Il s’agit d’Ôe no Ma­sa­hira1, le confé­ren­cier de l’Empereur du Ja­pon et le plus fé­cond let­tré de son temps (Xe-XIe siècle apr. J.-C.). Ses com­po­si­tions sont ras­sem­blées dans le « Re­cueil de l’adjoint du dé­par­te­ment des rites » (« Kô­rihô-shû »2), re­cueil de cent trente-trois poé­sies et trente-huit pré­faces, com­po­sées par Ma­sa­hira sur des thèmes im­po­sés soit à l’occasion de cé­ré­mo­nies de la Cour, soit dans des réunions mon­daines.

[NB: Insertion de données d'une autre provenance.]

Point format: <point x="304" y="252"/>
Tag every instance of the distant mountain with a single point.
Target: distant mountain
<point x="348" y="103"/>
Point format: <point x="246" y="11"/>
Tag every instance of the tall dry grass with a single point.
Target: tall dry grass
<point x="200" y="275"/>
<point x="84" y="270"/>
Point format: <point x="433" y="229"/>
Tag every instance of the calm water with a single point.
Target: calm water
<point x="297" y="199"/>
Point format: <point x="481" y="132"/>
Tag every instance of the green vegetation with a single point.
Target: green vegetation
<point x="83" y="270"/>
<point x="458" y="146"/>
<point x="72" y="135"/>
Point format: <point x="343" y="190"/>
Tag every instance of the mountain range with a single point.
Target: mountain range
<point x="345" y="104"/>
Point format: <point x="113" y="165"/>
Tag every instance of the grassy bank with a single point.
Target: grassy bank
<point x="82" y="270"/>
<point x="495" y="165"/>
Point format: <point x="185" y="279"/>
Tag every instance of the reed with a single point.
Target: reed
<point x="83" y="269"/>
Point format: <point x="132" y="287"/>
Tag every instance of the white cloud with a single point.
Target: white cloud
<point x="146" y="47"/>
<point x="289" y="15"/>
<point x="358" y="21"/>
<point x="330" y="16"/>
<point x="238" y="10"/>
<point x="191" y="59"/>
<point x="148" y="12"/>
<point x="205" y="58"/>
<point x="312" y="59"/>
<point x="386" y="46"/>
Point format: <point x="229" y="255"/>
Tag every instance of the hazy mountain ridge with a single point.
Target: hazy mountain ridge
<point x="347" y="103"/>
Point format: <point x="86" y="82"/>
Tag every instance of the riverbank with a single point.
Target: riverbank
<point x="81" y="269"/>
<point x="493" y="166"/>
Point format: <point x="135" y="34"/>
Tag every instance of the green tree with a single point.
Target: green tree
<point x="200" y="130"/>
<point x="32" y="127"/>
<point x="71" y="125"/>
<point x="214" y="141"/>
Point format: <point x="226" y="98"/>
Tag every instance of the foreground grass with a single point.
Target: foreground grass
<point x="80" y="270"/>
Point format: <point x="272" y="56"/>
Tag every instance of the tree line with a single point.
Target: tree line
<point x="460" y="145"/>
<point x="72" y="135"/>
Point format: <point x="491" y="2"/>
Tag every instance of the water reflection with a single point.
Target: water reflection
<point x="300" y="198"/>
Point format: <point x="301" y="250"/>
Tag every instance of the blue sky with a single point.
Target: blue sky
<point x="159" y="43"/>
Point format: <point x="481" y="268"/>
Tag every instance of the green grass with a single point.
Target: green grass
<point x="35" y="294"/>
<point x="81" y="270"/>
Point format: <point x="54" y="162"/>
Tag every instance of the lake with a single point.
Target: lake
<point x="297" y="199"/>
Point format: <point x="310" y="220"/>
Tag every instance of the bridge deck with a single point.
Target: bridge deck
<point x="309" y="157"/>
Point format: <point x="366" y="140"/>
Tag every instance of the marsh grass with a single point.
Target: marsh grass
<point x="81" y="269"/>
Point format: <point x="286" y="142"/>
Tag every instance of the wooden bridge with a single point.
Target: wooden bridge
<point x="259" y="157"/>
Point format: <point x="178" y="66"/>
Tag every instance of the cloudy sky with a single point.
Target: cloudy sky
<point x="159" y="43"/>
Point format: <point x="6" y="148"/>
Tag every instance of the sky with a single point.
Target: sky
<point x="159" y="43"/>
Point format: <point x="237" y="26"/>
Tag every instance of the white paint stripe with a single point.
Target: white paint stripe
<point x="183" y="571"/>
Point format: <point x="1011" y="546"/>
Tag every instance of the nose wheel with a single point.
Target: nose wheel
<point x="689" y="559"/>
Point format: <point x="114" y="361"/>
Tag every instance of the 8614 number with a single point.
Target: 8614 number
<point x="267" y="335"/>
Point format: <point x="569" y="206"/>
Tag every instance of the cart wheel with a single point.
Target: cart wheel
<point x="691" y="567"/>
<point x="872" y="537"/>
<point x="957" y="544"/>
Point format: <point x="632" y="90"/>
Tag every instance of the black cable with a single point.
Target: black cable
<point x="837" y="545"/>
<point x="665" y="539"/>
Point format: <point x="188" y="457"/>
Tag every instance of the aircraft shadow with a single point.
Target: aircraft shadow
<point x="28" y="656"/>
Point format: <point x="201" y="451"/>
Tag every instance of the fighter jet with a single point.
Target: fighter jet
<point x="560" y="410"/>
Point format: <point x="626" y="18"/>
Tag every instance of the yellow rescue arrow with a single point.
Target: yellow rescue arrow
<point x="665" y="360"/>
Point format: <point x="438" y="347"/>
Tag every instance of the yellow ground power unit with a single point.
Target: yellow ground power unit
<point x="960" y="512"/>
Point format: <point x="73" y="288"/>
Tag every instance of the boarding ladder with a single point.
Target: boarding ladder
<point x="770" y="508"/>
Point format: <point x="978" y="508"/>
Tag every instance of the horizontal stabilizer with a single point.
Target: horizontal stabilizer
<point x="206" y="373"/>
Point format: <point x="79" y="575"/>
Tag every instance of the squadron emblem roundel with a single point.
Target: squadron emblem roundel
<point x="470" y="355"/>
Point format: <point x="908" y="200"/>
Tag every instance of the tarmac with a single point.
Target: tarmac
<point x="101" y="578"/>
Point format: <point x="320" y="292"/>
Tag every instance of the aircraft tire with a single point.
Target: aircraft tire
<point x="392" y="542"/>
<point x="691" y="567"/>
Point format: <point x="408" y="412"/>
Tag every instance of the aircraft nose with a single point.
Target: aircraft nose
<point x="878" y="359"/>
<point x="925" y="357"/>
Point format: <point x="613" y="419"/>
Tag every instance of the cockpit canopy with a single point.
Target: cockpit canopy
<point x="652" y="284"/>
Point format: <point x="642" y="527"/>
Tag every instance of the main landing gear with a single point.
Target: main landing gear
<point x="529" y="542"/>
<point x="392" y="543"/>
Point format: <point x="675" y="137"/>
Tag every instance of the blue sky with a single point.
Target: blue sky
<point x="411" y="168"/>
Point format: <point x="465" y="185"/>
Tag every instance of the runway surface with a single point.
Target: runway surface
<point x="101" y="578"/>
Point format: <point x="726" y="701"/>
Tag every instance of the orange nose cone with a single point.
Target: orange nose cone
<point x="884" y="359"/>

Dès six ans, à l’âge où les en­fants che­vau­chaient des bâ­tons de bam­bou, Ma­sa­hira ap­prit à lire. Deux ans plus tard, il com­mença à s’exercer à la poé­sie chi­noise. Son grand-père, qui fi­gu­rait au nombre des hauts di­gni­taires, sur­veillait ses études et l’encourageait : « Tu as, toi, l’étoffe d’un pré­cep­teur de l’Empereur », lui di­sait-il3, « tu te trou­ve­ras sû­re­ment sur le pas­sage d’un roi Bun [un roi cher­chant un sage pour mi­nistre] ». L’enfant ajou­tait foi à ces pa­roles ; son es­prit s’exaltait. Il ti­rait son ri­deau et ne don­nait même pas un re­gard fur­tif au jar­din. Il fer­mait sa porte et n’accordait nul mo­ment à la marche et aux jeux. Son oc­cu­pa­tion, c’était l’étude ; sa ri­chesse, c’était le vent et la lune, thèmes de ses com­po­si­tions. Pauvre, il pou­vait à peine en­du­rer les souf­frances du froid. Seuls quatre murs com­po­saient sa mai­son où il avait honte de voir s’enfouir ses livres. Sa vieille mère avait quatre-vingts ans, et il déses­pé­rait de n’avoir pas un trai­te­ment suf­fi­sant pour l’entretenir. « Confu­cius a dit : ce­lui qui étu­die trouve sa ré­com­pense dans l’étude. Trompé par ces pa­roles, dans ma jeu­nesse, j’ai — lourde faute — aimé les lettres ; c’est exac­te­ment comme si j’avais rêvé et perdu ma vie », écri­vit le mal­heu­reux Ma­sa­hira4 après qu’on lui eut re­fusé à plu­sieurs re­prises le poste qu’il s’était ad­jugé et qu’il croyait sien. Mais à par­tir de 1000 apr. J.-C. sa ré­pu­ta­tion s’établit, et de­venu confé­ren­cier de l’Empereur, c’est-à-dire chargé de lui com­men­ter cer­taines œuvres et de lui four­nir des textes chi­nois mu­nis des signes qui per­met­taient à un Ja­po­nais une lec­ture plus ai­sée, il pré­senta à Ichijô-tennô5 « Le Livre des vers », « Les Mé­moires his­to­riques », « L’Œuvre » de Tchouang-tseu, etc.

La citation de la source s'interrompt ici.